Bütün bunların boş bir çabadan ibaret olduğunu 19 Nisan sabahı göreceğiz.
Bunun bir tek sebebi var: Çiller artık kimseyi inandıramıyor..
Geçmişte söylediği yalanlar yakasına yapışıyor ve bunun ağırlığı Çiller’i dibe doğru sürüklüyor.
Dün atv haberlerinde yayımlanan bir film bir siyasetçinin ağzından çıkan sözü kulağının duyması gerektiğinin ve söylenen bir yalanın nasıl dönüp dolaşıp söyleyeni vuracağının tipik bir örneği.
O günü çok iyi hatırlıyorum.

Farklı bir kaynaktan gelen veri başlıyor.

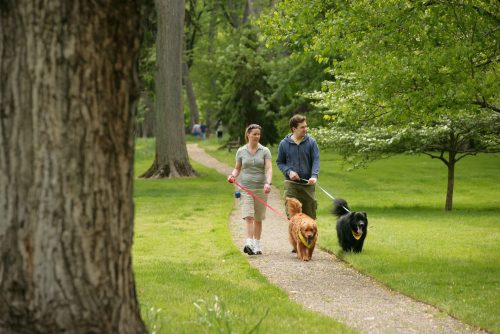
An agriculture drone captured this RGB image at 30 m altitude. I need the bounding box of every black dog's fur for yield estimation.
[332,198,368,253]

Tansu Çiller 1995 seçim kampanyası sırasında Ali Kırca’ya Amerika’daki malvarlığını satıp elde edeceği parayı Şehit Anaları Vakfı’na bağışlayacağını söylemişti.
Bir siyasetçinin halkın duygularını böylesine istismar edemeyeceğini düşündüğüm için ertesi gün bu haberi Posta Gazetesi’nin manşetinden yayımlamıştım.
Aradan dört yıl geçti. Amerika’daki mallar yerinde duruyor. Çiller’in kendi ifadesiyle ‘çocuklarının yarınlarını güvence altına alan bu mallar’ satılmadı ve verilen söz tutulmadı.
Şimdi bu yalan dönüp dolaşıp Çiller’in başına sarılıyor.
Rahmetli anneannemin böyle durumlar için söylediği çok güzel bir söz vardı: “Dilim, dilim… Başıma giydirir kilim” derdi.
Çiller’in bugünkü durumunu ne güzel açıklıyor.
Siyasi propagandayı halka arkası arkasına yalan söylemek olarak algılayan tüm siyasetçilerin Çiller örneğinden çıkaracakları çok ders var.